Acknowledgments: This account is based primarily upon letters written in 1979 by Irene (Fultz) Culp, Mary's daughter, supplemented by census data. The photos of Alice and her daughters, kept by our grandmother, were provided by Barbara (Hoover) Vogel. The group photo was provided by Freida (Graham) Heaman. The gravesite photo was taken by Wendy Bower, after re-setting Alice's fallen stone upright at Salem Cemetery near Fulton, Indiana.

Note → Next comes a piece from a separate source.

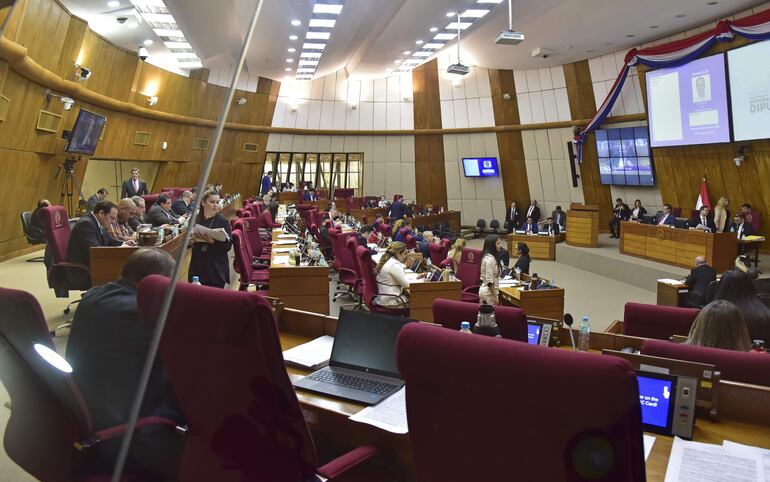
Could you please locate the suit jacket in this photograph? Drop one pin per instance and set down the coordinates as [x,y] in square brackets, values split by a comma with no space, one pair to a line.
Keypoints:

Postscript: Autosomal DNA test comparisons have proved that Alice Ann (Wynn) Ogden (1858-1895) was the biological daughter of Andrew Jackson Wynn & Rebecca Ann Chew and was also the biological mother of Myrtle Jane (Ogden) Hoover. While there have been no family allegations that Alice might have been adopted, formally or otherwise, by her parents, there were two indications of it. The first was that, in all of the 19th-century census records, Alice was consistently listed as born in Iowa, while her nine younger and older siblings were always listed as born in Ohio. Yet, there is nothing else in the family's oral history or records suggesting that the family ever lived in Iowa. The second indication was that Alice didn't obtain the help of either her parents and siblings living in western Ohio or her brother's family living nearby in Indiana when she sought foster homes for her six daughters prior to her expected death. That curious circumstance hinted that she may not have been considered an integral member of the family. So, DNA testing has not only proved Alice's natural birth within her family; it supports speculation that the family lived in Iowa for a short time between April 1855 and February 1861 - a period bracketed by the births of her two closest siblings in Pike Co., Ohio.